For Hank Paulson's detractors (and there are many), the U.S. Treasury Secretary's main mistakes in dealing with the 2009 financial crisis often boil down to: 1. Letting Lehman Brothers go bankrupt. 2. Relying on an ad hoc approach: one day the $700 billion bailout is about buying bad assets, the next it's about recapitalizing struggling banks (remember the quote from a Washington lawmaker accusing him of flying a $700 billion plane by the seat of his pants).
But is this really where the former Goldman Sachs chairman blundered?
First, Lehman Brothers: Did its collapse really play such a large role in ushering in the nuclear winter in credit markets? It's not that hard to imagine that, absent a Lehman going belly up, a different bankruptcy or dire event would have brought us to the same juncture. Remember too that Lehman was revealed to be in worse shape than anyone imagined: its bonds wound up fetching a paltry nine cents on the dollar. Its implosion spooked markets partly because investors saw how much rot had spread through asset books of financial companies.
Of course a countervailing argument is that letting a Lehman perish isn't smart because of the outsized effect on money flows. Fear and caution become ascendant to an irrational degree; overnight lending rates between banks skyrocket as everyone wonders where the next Lehman Brothers may be hiding. The system is too fragile to allow such a big company to fail.
But imagine the Treasury made a mighty 11th hour effort; there was no bankruptcy; Lehman was saved. Then what would we have today? For one, an even more entrenched corporate bailout culture. Loans would flow a bit more smoothly for a while, while the underlying weaknesses remained the same. The financial system would still be highly susceptible to small shocks.
Now what about the second Paulson criticism: Does he deserve to be pilloried for being too quick to change direction? This seems misplaced. Steadfastness may be a virtue for a 50-year marriage; its value is much less clear for a complex, fast-changing crisis that has global ramifications. Should we favor hardheadedness and inflexibility over what may be a smarter, pragmatic approach that happens to look a bit messy?

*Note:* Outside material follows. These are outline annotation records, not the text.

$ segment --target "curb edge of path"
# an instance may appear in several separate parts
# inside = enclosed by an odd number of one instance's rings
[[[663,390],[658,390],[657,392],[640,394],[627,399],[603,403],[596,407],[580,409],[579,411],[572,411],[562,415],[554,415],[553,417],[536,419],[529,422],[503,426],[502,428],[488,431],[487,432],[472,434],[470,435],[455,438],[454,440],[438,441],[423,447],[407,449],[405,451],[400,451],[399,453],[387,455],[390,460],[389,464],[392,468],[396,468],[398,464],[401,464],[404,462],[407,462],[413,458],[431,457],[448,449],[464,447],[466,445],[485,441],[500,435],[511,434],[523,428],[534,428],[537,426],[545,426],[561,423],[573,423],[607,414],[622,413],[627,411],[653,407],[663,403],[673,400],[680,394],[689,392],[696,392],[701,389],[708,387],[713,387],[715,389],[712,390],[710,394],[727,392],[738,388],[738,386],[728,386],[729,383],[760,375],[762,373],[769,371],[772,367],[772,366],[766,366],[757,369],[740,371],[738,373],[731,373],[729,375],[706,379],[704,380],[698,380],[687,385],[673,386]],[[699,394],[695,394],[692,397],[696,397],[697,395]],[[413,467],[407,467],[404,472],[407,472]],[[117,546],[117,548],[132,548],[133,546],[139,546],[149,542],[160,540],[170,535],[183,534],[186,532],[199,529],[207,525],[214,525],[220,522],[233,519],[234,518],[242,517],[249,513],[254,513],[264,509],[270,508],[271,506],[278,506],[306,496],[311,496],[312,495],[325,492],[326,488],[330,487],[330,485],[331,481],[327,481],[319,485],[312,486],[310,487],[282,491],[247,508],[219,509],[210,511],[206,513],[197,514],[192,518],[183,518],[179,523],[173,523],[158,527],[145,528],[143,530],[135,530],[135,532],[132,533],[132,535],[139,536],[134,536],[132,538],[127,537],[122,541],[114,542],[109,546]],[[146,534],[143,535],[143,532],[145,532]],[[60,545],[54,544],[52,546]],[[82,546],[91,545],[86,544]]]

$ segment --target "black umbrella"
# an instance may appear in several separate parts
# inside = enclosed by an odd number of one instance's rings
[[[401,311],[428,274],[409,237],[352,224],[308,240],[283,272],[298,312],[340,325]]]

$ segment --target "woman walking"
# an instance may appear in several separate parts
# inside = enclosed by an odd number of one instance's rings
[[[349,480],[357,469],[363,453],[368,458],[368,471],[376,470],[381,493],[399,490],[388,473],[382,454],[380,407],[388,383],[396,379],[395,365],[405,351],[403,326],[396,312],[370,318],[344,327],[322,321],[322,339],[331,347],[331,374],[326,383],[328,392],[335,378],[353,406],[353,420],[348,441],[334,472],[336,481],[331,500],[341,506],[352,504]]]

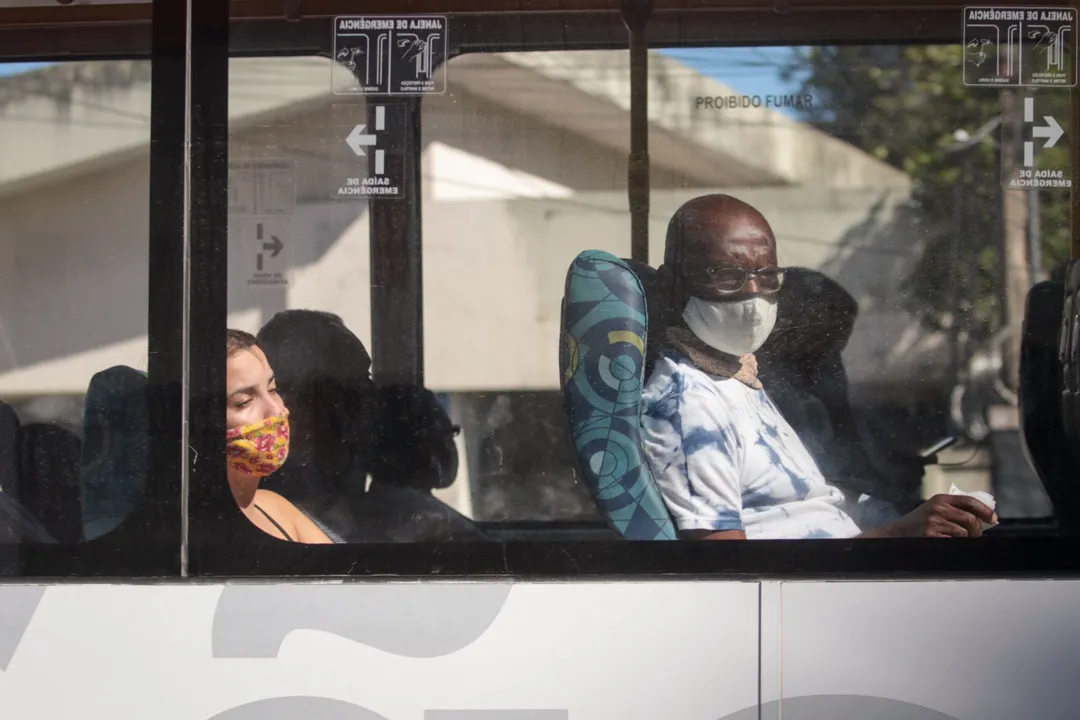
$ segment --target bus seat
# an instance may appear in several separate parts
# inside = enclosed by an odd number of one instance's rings
[[[1065,287],[1043,282],[1027,295],[1020,356],[1020,412],[1024,443],[1054,504],[1063,529],[1080,526],[1080,484],[1062,426],[1062,359]]]
[[[780,289],[775,327],[756,353],[758,375],[831,485],[914,507],[921,463],[889,463],[899,477],[887,477],[859,434],[842,359],[858,315],[859,303],[839,283],[814,270],[791,269]]]
[[[50,423],[18,433],[18,501],[62,543],[82,541],[81,449],[78,435]]]
[[[56,542],[38,518],[8,495],[0,492],[0,545]]]
[[[18,416],[15,408],[0,403],[0,492],[18,491]]]
[[[1058,361],[1062,422],[1075,459],[1080,462],[1080,260],[1072,261],[1065,281]]]
[[[597,507],[626,540],[675,540],[642,450],[648,310],[624,260],[586,250],[563,296],[559,382],[575,461]]]
[[[80,467],[82,527],[87,541],[123,522],[135,508],[150,467],[146,375],[116,366],[86,388]]]

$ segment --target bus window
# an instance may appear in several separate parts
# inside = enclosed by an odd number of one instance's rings
[[[0,542],[143,495],[149,139],[149,62],[0,64]]]
[[[696,444],[689,416],[679,427],[652,415],[650,429],[650,392],[657,400],[671,386],[646,385],[645,456],[676,525],[718,528],[730,511],[751,538],[896,524],[891,532],[906,536],[941,520],[913,519],[926,501],[962,497],[963,508],[985,501],[978,512],[994,511],[986,525],[998,531],[1050,527],[1053,507],[1021,437],[1015,340],[1027,289],[1068,259],[1070,92],[966,86],[962,63],[959,45],[650,52],[650,264],[671,261],[665,235],[681,231],[669,221],[688,201],[724,195],[724,212],[759,212],[775,239],[769,264],[787,270],[770,300],[771,331],[745,348],[717,341],[755,353],[779,416],[714,429],[742,433],[727,449],[737,462],[720,441]],[[605,460],[595,448],[576,453],[559,389],[567,368],[554,358],[573,258],[630,254],[627,55],[476,54],[446,72],[449,92],[423,106],[424,371],[459,412],[470,461],[461,492],[482,520],[596,518],[581,471]],[[1065,134],[1037,153],[1036,175],[1048,179],[1004,191],[1010,173],[1026,177],[1015,138],[1031,107]],[[1002,142],[1016,153],[1003,155]],[[1000,167],[1002,157],[1015,167]],[[1017,257],[1002,272],[1002,258]],[[652,353],[700,370],[662,323],[707,335],[705,318],[652,310]],[[721,316],[717,332],[738,332]],[[662,362],[649,362],[659,372]],[[768,437],[778,427],[786,439]],[[681,447],[671,447],[678,433]],[[728,494],[701,477],[721,465]],[[829,527],[771,519],[818,493],[849,517]]]
[[[649,268],[620,261],[625,51],[457,57],[417,147],[394,139],[401,101],[335,95],[329,59],[233,59],[229,326],[280,400],[238,410],[230,438],[291,434],[254,481],[230,445],[233,495],[319,543],[640,539],[646,494],[657,539],[1052,532],[1016,358],[1026,293],[1068,258],[1070,91],[966,85],[963,62],[651,50]],[[1056,139],[1028,152],[1031,118]],[[418,201],[422,293],[380,335],[380,273],[419,260],[373,247],[368,214]],[[610,293],[640,285],[648,307],[636,341],[599,340],[645,351],[620,447],[573,415],[624,368],[567,327],[590,308],[571,268],[621,268]],[[413,342],[388,317],[421,309],[421,369],[380,366],[373,348]],[[605,497],[627,466],[651,489]]]

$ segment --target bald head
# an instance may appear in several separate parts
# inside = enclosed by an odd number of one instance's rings
[[[667,225],[664,266],[671,274],[676,308],[690,295],[710,297],[710,269],[761,270],[777,267],[777,239],[769,221],[753,206],[730,195],[702,195],[688,201]],[[759,293],[751,280],[738,300]]]

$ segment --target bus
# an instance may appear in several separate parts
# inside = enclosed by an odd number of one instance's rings
[[[1074,718],[1077,22],[0,2],[4,717]]]

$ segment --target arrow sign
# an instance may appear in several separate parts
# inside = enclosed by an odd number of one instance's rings
[[[281,242],[276,235],[270,235],[270,241],[269,243],[262,243],[262,249],[273,250],[270,253],[270,257],[275,258],[285,249],[285,243]]]
[[[255,240],[262,240],[262,223],[259,222],[255,227]],[[281,252],[285,249],[285,243],[281,242],[281,237],[271,234],[269,243],[262,243],[264,250],[270,250],[270,257],[275,258],[281,255]],[[262,253],[259,253],[255,258],[256,269],[262,272]]]
[[[1031,130],[1031,135],[1034,137],[1044,137],[1047,141],[1042,144],[1044,148],[1052,148],[1057,144],[1057,140],[1062,139],[1062,135],[1065,131],[1062,126],[1057,124],[1057,121],[1050,116],[1042,116],[1042,119],[1047,121],[1045,125],[1036,125]]]
[[[345,141],[349,144],[352,151],[357,155],[364,154],[364,147],[372,147],[375,145],[375,136],[364,131],[367,130],[367,125],[356,125],[349,133],[349,137],[345,138]]]

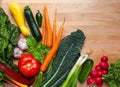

So how did Paulson screw up? The best answer to that question comes from contrasting the American and British responses to the crisis. Paulson failed to:
1. Aggressively recapitalize and resolve uncertainty around struggling banks. The Treasury Secretary and Fed should be coordinating efforts to audit banks to determine who's really insolvent and who simply needs more capital to weather hard times. The insolvent companies need to be merged with healthier rivals or unwound. This would go a long way toward restoring confidence in the industry. This requires the political will to grab the bull by the horns; Bush's free-market ideologues have been reluctant to do so.
2. Strike hard bargains in return for bailout funds. Britain did this more effectively. The U.S. government should offer money on conditions close to what the private sector would demand: preferred stock, board seats, maybe a top-level reshuffle (throw out a president or two -- or three or four). When Barclays saw what the British government wanted in exchange for assistance, it promptly began looking elsewhere for capital. The benefits to knuckling down are many, including: 1. Lessening moral hazard risk. 2. Creating more opportunities for taxpayers to benefit from providing the rescue funds. 3. Necessitating fewer bailouts, meaning less government involvement and less money being paid out by an overburdened Treasury. 4. Encouraging private capital to move off the sidelines to recapitalize banks (private capital no longer has to compete with a government that offers sweetheart deals). That then helps establish a floor price for bank valuations -- and that, of course, is a necessary prelude to any long-term recovery.
Forget Lehman. Forget the ad hoc policy. These are the real failures Hank Paulson should answer for.